Batch processing requires an external data store. To set up an external data store, you need to specify the database's connection settings. We cover those settings in the next section. For additional detail, see the main Spring Batch developer guide.

Spring Cloud Data Flow supports MySQL (with the MariaDB driver), HSQLDB, and PostgreSQL without additional configuration. You can use other databases with additional configuration. See the Spring Cloud Data Flow Reference Guide for more detail.

Installing the Server

To install Spring Cloud Data Flow Server, run the following command:

wget https://repo.spring.io/release/org/springframework/cloud/spring-cloud-dataflow-server/2.8.4/spring-cloud-dataflow-server-2.8.4.jar

Setting up Environment Variables

You can use environment variables to enable and disable features and to configure an external data store. The following listing shows how to set the required environment variables:

export SPRING_CLOUD_DATAFLOW_FEATURES_STREAMS_ENABLED=false
export SPRING_CLOUD_DATAFLOW_FEATURES_SCHEDULES_ENABLED=false
export SPRING_CLOUD_DATAFLOW_FEATURES_TASKS_ENABLED=true
export spring_datasource_url=jdbc:mariadb://localhost:3306/task
export spring_datasource_username=root
export spring_datasource_password=password
export spring_datasource_driverClassName=org.mariadb.jdbc.Driver
export spring_datasource_initialization_mode=always

IMPORTANT: Do not disable both streaming and batch. Spring Cloud Data Flow requires at least one of them to be enabled.

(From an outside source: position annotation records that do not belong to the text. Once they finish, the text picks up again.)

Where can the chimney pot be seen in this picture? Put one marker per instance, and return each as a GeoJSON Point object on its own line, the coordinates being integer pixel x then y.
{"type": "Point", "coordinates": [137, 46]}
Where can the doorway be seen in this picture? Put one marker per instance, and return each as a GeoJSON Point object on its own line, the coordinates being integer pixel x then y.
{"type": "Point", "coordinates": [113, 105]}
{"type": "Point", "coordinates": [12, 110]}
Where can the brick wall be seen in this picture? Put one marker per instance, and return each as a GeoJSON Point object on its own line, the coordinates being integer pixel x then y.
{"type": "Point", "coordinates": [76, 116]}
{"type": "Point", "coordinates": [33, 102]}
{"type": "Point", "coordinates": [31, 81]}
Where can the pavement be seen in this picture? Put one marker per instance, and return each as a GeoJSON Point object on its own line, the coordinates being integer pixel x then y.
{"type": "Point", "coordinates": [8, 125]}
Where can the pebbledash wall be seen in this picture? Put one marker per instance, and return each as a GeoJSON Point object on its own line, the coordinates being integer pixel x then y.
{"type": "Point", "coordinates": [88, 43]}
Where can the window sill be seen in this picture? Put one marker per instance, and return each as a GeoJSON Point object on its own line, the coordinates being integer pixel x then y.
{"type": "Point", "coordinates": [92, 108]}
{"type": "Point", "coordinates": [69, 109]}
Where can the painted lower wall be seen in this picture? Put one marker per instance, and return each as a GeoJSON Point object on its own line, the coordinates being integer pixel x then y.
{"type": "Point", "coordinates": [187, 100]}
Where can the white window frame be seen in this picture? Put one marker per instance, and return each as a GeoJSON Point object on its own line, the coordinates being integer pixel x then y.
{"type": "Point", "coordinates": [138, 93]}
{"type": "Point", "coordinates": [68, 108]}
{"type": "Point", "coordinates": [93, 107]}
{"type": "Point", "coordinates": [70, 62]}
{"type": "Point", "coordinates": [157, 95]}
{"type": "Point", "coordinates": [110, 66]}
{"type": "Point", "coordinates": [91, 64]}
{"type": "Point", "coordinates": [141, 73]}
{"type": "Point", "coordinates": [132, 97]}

If you do not already have a database named task, you need to create one. Alternatively, you could change the name of the database in the datasource URL to the name of the database in which you store your tasks.

For the sake of demonstration, we use root and password as the username and password. You should never do so for real applications.

Running the Server

With the configuration details set up in environment variables, you can run Spring Cloud Data Flow Server in batch-only mode by running the following command:

java -jar spring-cloud-dataflow-server-2.8.4.jar

Viewing the Dashboard

Once the server has started, you can view the Spring Cloud Data Flow dashboard by visiting http://localhost:9393/dashboard in a web browser. From there, you can create and manage batch jobs. See the topics Batch Feature Guide for more detail. The following image shows the Jobs page of the Spring Cloud Data Flow dashboard, where you could add a batch job:

Spring Cloud Data Flow Batch Page

Using Spring Cloud Data Flow Shell

You can use Spring Cloud Data Flow Shell. For more about that, see the Shell topic in the Tooling page.